Для убийства и разделки животного, Бис призвал помощников.
– Мясо – это источник белка, – принялся он рассказывать, чтобы занять свой язык наравне с руками. – В мясе его почти двадцать процентов. А ещё много минералов – фосфаты калия, кальция, магния… В основном все они содержатся в печени животного и в крови. Но, печень мы есть не будем, и кровь пить – тоже.
– Почему? – спросил один из помощников.
– Кулешов, ты собаку видел?
Кулешов кивнул.
– И что ты видел?
– Собака. Белая. Не овчарка, – доложил ефрейтор Максим Кулешов.
– Собака старая, печень не свежая, – сказал в ответ старший лейтенант.
– Откуда вы это знаете? – спросил второй.
– В школе биологию любил, – отшутился Бис. – Мечтал стоматологом стать.
– Я к биологии ещё ничего, а вот химию никогда не любил. Прогуливал, если только на химии что–нибудь не взрывали, – признался Сурков.
– В школе я неплохо ладил с этими предметами, выиграл пару олимпиад, – похвастался Бис. – Взрывчаткой не интересовался, даже когда понял, что благодаря химии и математике можно что–то подорвать. А в военном училище едва не завалил экзамен по инженерной подготовке, не зная куда приладить накладной заряд, чтобы подорвать железную дверь.
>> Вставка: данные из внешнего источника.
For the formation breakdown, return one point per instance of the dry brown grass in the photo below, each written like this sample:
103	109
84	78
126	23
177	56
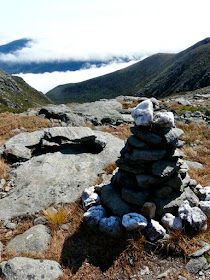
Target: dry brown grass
195	131
122	132
180	243
4	169
9	122
57	217
199	153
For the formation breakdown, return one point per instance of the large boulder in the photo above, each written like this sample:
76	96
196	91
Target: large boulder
102	112
63	113
58	177
20	268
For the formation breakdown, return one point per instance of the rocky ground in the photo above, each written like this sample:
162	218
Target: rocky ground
50	169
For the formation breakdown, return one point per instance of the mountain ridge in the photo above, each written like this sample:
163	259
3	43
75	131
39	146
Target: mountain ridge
158	75
16	95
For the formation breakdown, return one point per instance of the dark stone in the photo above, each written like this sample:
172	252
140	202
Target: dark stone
146	181
124	179
113	200
149	138
135	197
163	168
147	155
126	165
163	192
135	142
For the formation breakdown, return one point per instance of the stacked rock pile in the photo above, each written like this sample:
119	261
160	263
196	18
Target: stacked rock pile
151	182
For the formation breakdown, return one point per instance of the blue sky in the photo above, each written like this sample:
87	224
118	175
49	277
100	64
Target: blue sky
87	29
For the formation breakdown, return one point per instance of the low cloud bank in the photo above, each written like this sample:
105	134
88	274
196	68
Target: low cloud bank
47	81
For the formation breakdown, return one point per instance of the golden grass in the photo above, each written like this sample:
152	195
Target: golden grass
4	169
199	153
57	217
9	122
122	132
195	131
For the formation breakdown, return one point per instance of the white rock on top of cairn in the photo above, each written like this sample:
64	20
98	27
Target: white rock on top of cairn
144	116
194	216
90	198
143	113
134	221
164	119
171	222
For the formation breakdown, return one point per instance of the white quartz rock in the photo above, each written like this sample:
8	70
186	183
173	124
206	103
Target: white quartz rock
164	119
94	215
90	198
205	206
143	113
204	193
134	221
194	216
171	222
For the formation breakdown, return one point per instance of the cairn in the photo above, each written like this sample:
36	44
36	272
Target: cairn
151	181
151	170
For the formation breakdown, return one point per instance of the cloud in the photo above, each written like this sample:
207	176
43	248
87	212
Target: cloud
85	30
47	81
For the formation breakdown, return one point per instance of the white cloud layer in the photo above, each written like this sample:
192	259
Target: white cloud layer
94	29
47	81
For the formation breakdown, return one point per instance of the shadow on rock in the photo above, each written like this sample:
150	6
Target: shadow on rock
90	245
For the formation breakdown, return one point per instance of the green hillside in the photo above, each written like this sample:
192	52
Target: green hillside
16	95
158	75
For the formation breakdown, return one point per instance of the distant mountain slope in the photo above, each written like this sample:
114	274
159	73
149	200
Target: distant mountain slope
158	75
17	95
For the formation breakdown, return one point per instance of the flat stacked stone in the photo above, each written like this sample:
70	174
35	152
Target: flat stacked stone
151	168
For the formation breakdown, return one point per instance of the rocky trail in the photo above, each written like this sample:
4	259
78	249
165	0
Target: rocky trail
148	195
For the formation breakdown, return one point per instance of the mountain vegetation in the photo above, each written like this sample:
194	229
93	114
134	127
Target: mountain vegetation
16	95
158	75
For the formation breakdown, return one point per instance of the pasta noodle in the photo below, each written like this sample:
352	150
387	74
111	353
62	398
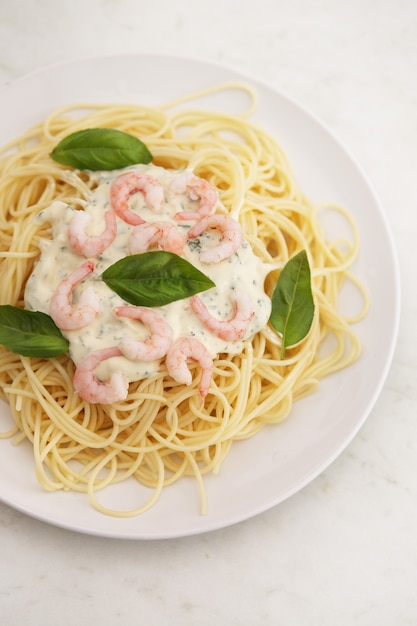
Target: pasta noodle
162	431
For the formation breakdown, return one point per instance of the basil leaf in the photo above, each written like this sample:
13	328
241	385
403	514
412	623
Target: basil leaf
292	302
100	149
30	333
155	278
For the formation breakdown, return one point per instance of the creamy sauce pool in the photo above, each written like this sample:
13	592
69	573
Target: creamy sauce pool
243	271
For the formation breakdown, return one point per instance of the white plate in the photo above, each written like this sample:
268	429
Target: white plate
265	470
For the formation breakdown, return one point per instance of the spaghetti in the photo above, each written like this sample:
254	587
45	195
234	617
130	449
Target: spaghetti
162	431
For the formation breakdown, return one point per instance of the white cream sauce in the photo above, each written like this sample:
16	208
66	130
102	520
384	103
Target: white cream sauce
243	271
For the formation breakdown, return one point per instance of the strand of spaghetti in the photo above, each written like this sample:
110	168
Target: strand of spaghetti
161	432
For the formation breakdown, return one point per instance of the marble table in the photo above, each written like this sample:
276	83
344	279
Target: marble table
342	550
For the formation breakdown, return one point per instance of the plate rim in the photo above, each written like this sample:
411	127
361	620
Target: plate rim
244	76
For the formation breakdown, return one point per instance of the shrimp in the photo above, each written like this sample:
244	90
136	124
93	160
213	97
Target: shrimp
229	330
87	245
196	189
232	237
90	389
186	348
66	315
125	185
164	234
156	345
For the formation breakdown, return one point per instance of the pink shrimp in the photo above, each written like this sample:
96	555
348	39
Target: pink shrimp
131	182
165	235
66	315
232	237
88	245
156	345
92	390
196	189
229	330
186	348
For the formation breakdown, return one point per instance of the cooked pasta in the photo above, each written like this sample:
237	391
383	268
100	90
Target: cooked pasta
163	431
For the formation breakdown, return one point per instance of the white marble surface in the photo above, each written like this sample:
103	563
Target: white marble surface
344	549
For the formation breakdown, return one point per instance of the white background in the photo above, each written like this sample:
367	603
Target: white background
344	549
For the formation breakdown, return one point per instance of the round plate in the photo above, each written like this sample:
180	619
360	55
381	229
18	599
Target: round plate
268	468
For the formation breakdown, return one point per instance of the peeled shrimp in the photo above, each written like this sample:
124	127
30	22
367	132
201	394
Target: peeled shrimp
131	182
232	237
229	330
69	316
165	235
196	189
186	348
90	389
156	345
87	245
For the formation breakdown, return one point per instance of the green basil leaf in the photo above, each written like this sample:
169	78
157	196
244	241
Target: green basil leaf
292	302
155	278
30	333
100	149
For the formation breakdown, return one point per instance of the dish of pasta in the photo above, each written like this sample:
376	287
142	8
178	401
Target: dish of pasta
189	285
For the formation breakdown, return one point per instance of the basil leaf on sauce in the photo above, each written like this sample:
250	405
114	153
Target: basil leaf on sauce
292	302
100	149
30	333
155	278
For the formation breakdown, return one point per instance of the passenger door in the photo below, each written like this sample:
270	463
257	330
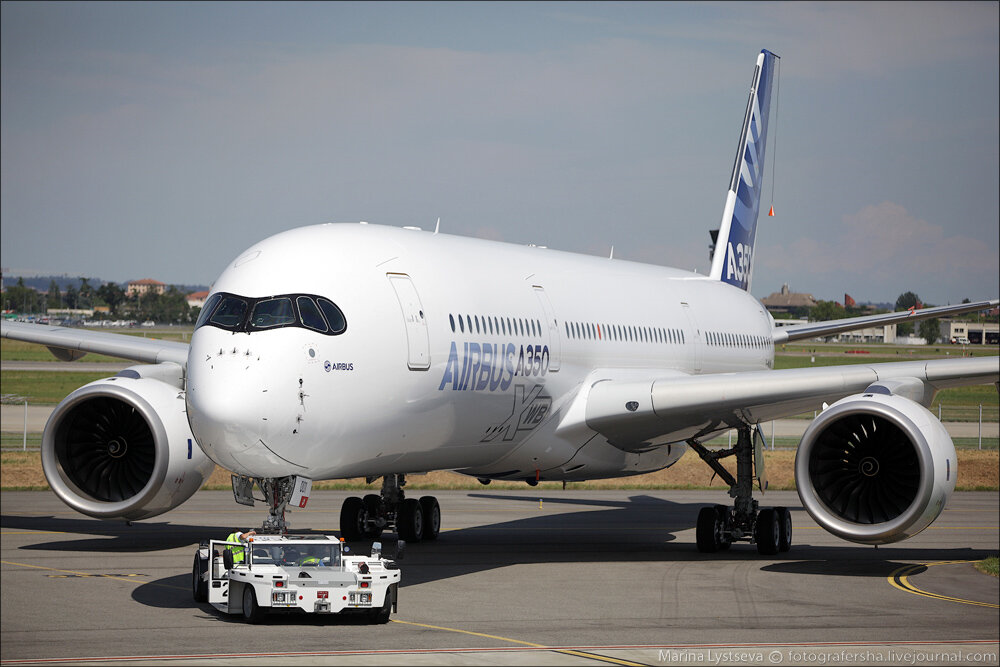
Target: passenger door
418	343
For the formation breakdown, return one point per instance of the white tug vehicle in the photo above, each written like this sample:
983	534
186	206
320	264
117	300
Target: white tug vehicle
295	573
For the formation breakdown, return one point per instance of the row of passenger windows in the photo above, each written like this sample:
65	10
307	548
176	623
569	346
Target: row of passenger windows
723	339
233	312
624	333
495	325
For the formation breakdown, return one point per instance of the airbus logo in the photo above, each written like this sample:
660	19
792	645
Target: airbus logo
492	367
И вот, жизнь круто переменилась и теперь я сапёр.
– А я биологию вообще не любил, а химию просто ненавидел.
– Пригодилась вам биология? – спросил рядовой Сурков.
– Когда?
– Когда стоматологом стали?
– Каким стоматологом? Сурков, правда, ты как одноимённый зверёк в спячке! Как я мог им стать, если я стал офицером?
– Почему не стали, если мечтали? – спросил Кулешов.
– Время наступило тяжёлое. Учиться было дорого… – замолчал Бис, не желая более об этом вспоминать. – Кстати, существование некоторых северных народы невозможно без мяса из–за отсутствия растительной пищи в суровом климате. Совсем как у нас здесь: растительность дикая, среда неблагоприятная…
– Товарищ старший лейтенант, вы уже ели собак раньше? – спросил Сурков снова. – Говорят, на Дальнем Востоке корейцы всех собак пожрали.
Старлей обратил на Суркова укоризненный взгляд.
– Говорят, говорят… говорят, говно едят, – передразнил он солдата. – Чтоб ты знал, для корейцев это устойчивая кулинарная традиция. У неё всегда были и те, кто 'за' и кто 'против' такой обычай. Хотя, есть собачье мясо не ужаснее, чем любое другое. Кроме человеческого, конечно! Тем более, что в пищу идут специально выращенные собаки, не являющиеся членами чьих–то семей или любимыми питомцами, вроде тех, что у прапорщика Стеклова.
– Хотите сказать, что съесть собаку всё равно, что съесть курицу или утку.
– Или свинью, или коня, или барана, или корову… или такого осла, как ты, – рассмеялся Бис, перечислив съедобных животных.
– Блин, это, наверное, не по–христиански? – заметил Сурков.